A turma da sala 11 era compota de 22 alunos entre 9 e 10 anos, enturmados no 2º ano
do 2º ciclo. Esta sala era considerada “turma projeto” porque os alunos apresentavam
extremas dificuldades no processo de aprendizagem, além de problemas de indisciplina e
comportamento. Eram extremamente agitados e por qualquer motivo davam chutes, socos, se
agredindo física e moralmente. Os alunos apresentavam resistência a qualquer proposta,
alegando que eram burros, não sabiam nada e não adiantava aprender. Tinham dificuldades de
aceitar qualquer tipo de intervenção. A reação deles era a mesma diante de um elogio ou da
intervenção sobre um erro.
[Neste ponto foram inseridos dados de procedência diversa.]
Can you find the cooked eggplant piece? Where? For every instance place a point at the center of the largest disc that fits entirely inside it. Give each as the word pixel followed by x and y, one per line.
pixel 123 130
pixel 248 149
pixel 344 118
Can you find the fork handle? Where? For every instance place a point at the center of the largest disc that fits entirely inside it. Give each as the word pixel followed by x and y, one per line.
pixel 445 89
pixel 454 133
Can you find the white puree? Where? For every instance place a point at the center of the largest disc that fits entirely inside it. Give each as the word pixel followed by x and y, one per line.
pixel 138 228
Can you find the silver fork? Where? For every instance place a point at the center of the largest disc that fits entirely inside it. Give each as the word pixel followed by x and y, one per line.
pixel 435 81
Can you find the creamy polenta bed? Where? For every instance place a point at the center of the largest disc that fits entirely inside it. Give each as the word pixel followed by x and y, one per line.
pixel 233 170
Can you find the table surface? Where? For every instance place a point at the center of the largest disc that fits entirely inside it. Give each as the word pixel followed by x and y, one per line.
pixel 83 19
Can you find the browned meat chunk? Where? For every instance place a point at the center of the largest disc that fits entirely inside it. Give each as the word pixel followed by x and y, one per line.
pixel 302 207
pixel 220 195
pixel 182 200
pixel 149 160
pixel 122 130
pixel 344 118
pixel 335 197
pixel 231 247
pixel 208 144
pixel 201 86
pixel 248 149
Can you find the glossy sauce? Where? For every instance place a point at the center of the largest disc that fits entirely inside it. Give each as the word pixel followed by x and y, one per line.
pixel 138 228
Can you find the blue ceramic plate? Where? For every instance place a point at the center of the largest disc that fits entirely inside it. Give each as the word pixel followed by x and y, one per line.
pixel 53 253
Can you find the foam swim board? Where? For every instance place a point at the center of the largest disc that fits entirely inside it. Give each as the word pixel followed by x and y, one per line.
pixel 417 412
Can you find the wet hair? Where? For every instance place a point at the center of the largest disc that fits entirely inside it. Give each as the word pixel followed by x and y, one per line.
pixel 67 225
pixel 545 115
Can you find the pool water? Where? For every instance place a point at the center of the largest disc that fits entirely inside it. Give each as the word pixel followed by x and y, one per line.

Cristalizados sob o estigma de “crianças-problemas” (PATTO,
2000), não conseguiam acreditar na própria possibilidade de mudanças e capacidade para
aprender.
Com relação à aprendizagem, os alunos demonstravam grandes dificuldades e
resistência para se expressarem através da linguagem oral e/ou escrita. A linguagem corporal
era a que prevalecia como mediadora em sua relação com colegas, adultos e com o próprio
conhecimento.
Segundo Cordié (1996), a criança diante da situação de fracasso escolar
[...] reage por meio de distúrbios do comportamento. Para compensar seu fracasso,
ela procura se fazer notar por outros meios que não os escolares [...]. As condutas
desviantes, se se perpetuarem, acentuam a rejeição. Da rejeição escolar, com a
revolta que se segue a ela, chega-se à rejeição social com as atitudes de
marginalização e de delinquência. O jovem desde agora se fez uma “reputação”,
alguma coisa da qual lhe será muito difícil sair foi fixada (p. 33).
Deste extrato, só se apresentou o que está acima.